Tequila Grilled Chicken with Jalapeno Cream Sauce
Chicken:
2 T olive oil
1/8 c. finely chopped red onion
1 1/2 T ground cumin
1/4 tsp. chopped garlic
1/4 tsp. garlic powder
1/4 tsp. salt
1/4 tsp. ground black pepper
1/8 tsp. cayenne pepper
Juice from 1/2 of a lime, or about 1
Tablespoon
2 T. finely chopped fresh cilantro
leaves
1 oz. Tequila
1 lb boneless skinless chicken breasts (2 breasts
sliced in half to make 4 equal portions)
Sauce:
3/4 c. milk
4 oz of cream cheese
1/2 of a seeded and diced Jalapeno
Pepper
1 1/2 c.
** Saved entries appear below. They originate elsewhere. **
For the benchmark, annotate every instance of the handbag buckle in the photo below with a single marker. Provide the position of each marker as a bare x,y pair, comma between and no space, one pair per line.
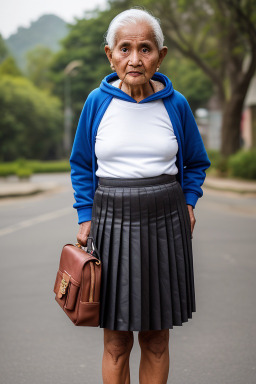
63,285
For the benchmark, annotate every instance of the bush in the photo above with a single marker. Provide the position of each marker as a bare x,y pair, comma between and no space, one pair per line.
243,164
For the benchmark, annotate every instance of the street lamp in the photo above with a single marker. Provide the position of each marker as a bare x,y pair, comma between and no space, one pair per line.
69,71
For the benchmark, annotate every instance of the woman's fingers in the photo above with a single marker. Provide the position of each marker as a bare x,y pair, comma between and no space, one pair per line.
83,233
192,218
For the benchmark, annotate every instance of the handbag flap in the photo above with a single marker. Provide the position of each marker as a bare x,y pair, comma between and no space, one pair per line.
72,261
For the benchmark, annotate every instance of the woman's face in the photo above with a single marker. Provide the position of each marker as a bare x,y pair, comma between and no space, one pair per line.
135,55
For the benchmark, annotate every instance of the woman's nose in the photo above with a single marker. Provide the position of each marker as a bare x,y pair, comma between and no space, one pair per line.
134,59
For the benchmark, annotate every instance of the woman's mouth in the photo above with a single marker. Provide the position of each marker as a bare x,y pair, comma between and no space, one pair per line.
134,74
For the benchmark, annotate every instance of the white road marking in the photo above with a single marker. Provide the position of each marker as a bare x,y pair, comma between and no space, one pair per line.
35,220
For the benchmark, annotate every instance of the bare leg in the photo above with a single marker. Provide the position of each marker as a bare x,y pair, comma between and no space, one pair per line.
154,364
115,362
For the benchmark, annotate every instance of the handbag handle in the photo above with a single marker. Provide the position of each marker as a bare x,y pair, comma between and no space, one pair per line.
91,248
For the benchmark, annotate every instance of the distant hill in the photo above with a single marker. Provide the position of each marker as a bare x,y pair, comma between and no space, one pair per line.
48,30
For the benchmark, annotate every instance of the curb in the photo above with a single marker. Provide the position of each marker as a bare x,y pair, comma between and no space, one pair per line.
26,189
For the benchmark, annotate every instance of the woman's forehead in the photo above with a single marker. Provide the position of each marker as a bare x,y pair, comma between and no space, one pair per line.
139,32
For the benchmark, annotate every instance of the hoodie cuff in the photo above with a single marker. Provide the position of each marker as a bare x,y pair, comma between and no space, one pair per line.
191,198
84,214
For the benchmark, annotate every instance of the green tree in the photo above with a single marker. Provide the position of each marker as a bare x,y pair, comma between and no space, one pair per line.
9,67
217,35
38,61
31,121
84,43
3,49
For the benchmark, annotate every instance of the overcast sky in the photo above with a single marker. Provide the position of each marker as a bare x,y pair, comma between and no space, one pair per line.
20,13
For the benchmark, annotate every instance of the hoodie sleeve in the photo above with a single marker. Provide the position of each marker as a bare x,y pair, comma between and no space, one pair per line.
195,159
81,166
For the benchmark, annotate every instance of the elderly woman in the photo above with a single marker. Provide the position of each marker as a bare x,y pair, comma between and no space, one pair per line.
137,166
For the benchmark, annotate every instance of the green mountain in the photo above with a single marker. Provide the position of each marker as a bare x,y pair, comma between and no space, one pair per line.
48,30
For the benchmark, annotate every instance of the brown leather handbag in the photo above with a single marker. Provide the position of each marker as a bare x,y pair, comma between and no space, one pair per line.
77,284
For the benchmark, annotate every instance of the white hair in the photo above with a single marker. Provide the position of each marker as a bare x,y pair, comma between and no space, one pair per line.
134,16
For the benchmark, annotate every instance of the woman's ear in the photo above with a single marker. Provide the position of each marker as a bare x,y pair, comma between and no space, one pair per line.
108,53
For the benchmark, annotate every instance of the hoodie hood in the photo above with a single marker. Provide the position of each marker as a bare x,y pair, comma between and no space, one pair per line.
105,86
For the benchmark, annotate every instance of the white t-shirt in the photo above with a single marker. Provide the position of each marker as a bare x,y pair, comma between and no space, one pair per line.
135,140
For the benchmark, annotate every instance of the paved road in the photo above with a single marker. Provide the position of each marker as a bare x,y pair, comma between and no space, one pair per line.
39,344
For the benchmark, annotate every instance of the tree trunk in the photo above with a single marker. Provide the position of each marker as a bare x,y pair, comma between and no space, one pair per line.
230,130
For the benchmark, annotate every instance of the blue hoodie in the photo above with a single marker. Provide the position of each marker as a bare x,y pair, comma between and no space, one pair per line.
192,159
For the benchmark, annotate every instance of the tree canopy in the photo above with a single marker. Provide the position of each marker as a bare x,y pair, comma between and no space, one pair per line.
31,121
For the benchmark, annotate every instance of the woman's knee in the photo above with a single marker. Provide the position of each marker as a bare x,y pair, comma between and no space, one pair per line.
154,342
118,343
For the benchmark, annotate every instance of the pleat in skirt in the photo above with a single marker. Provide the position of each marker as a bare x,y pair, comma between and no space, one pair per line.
141,228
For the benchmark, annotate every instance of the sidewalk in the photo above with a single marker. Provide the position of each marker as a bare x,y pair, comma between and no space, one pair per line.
230,185
12,187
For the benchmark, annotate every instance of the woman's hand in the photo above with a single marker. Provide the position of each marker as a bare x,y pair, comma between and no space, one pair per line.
83,233
192,218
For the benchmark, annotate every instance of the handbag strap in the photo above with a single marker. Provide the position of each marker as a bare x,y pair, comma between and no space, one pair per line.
91,248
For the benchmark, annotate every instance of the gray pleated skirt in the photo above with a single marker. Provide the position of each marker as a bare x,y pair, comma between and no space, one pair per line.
141,228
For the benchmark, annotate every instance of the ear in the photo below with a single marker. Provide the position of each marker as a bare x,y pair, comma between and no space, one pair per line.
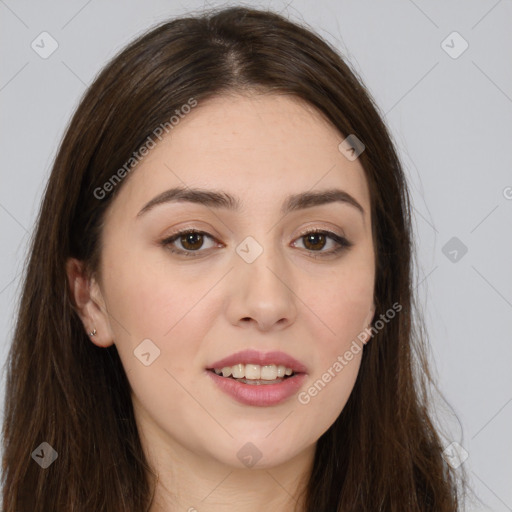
367,324
88,302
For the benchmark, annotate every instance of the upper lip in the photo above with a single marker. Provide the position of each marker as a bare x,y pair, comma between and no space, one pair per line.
261,358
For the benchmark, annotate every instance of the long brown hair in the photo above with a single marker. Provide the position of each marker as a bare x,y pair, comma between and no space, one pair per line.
383,453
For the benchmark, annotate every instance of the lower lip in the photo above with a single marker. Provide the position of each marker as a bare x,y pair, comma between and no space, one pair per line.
259,395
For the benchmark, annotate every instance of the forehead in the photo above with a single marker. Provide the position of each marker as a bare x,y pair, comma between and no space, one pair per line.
258,148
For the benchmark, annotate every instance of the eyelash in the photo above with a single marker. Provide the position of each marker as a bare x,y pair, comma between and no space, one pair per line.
343,243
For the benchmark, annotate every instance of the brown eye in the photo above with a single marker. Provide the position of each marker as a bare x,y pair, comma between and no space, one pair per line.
191,241
314,241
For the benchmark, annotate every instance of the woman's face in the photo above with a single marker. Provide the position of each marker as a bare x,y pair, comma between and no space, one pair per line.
250,280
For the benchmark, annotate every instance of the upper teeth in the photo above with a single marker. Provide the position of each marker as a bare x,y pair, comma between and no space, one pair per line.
254,371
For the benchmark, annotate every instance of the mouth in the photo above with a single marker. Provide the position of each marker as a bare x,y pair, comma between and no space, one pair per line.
256,375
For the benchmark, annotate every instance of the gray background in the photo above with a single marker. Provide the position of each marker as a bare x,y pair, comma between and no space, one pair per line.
451,119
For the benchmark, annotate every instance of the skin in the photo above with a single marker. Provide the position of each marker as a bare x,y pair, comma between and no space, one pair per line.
197,310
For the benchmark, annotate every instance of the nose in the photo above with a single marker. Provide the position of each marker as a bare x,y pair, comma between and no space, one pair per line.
261,292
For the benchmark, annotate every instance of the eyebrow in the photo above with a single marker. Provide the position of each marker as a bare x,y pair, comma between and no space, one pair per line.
220,199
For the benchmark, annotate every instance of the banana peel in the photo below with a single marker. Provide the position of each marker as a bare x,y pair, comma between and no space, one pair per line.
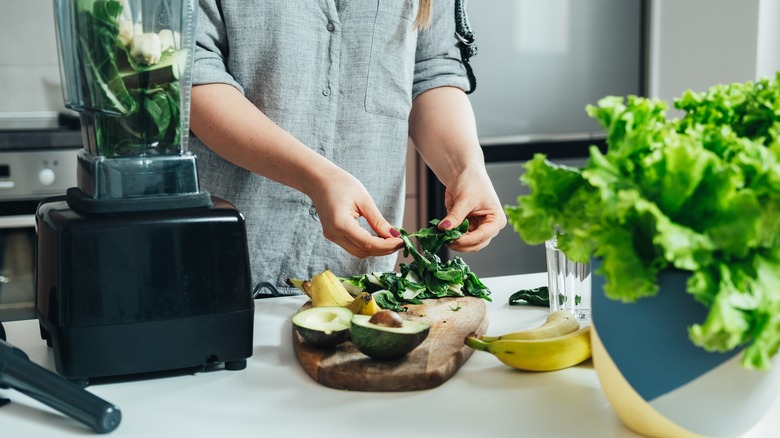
325,289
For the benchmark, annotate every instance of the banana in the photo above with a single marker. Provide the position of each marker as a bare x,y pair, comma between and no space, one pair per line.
558,323
327,290
539,354
303,285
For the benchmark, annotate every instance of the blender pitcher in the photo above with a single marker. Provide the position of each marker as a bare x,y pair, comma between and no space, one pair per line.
126,69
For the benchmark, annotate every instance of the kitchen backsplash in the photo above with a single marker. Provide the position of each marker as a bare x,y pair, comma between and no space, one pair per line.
29,70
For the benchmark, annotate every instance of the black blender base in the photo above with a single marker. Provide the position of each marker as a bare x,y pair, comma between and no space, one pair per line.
141,292
203,342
Monterey Jack cheese
a few shakes of granulated chicken bouillon (approx
1/2 tsp)
For the chicken:
Combine all ingredients except chicken and 1
tablespoon of the lime juice in a Ziploc bag to make a marinade. Add chicken and
marinade for about 1 hour.
Grill Chicken on an outdoor grill over medium heat
for about 5 minutes per side or until meat is no longer pink. Drizzle with 1
tablespoon of additional lime juice.
For the sauce:
Add milk to a small saucepan over low heat. When
milk is warm add cream cheese. Slowly bring heat to medium low and stir to
combine, making sure all lumps are gone. Add Jalapeno, Bouillon, and Monterey
Jack cheese, stirring until melted and smooth.